こうした背景に鑑み、当キャンプのプログラム開発に際して、越境学習に関する都市部企業・地域それぞれとの意見交換を通じ、ニーズを調査した(図表1)


図表1 企業及び地域の課題意識
図表1

  1. (出所)ヒアリング内容よりみずほリサーチ&テクノロジーズ作成

①都市部企業の課題意識

都市部企業における人事や新規事業部門の責任者及び、企業人材育成分野の有識者等と、「事業開発人材育成」を中心に意見交換したところ、特に以下の2点が大きな課題であることが確認できた。

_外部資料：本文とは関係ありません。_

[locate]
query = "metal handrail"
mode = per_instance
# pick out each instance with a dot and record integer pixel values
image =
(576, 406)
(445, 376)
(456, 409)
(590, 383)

まず1点目の課題は、「事業開発の“現場視点”不足」である。

「新規事業を立ち上げた経験が無い社員ばかりなので、机上での発想に留まり迫力ある新規事業が提案されない」(金融機関関係者)等といった声が複数の企業から聞かれたが、中でも特に筆者が感じたのは「エンドユーザーの視点に立った、事業開発経験不足」である。顧客ニーズの精査が不十分であるために失敗した事業開発の例は枚挙に暇がないことからも明らかなように、事業開発人材育成に当たっても現場視点の育成は不可欠である。一方で、「『国内の既存事業で得た強みを活かそうとする想いが強く、現地ニーズやペルソナの把握が甘いまま海外展開を進めた』といったものも見られる」(自動車メーカー関係者)等の声も聞かれるように、企業における日常業務の中だけでは現場視点を育むことは難しいといった課題が浮き彫りとなった。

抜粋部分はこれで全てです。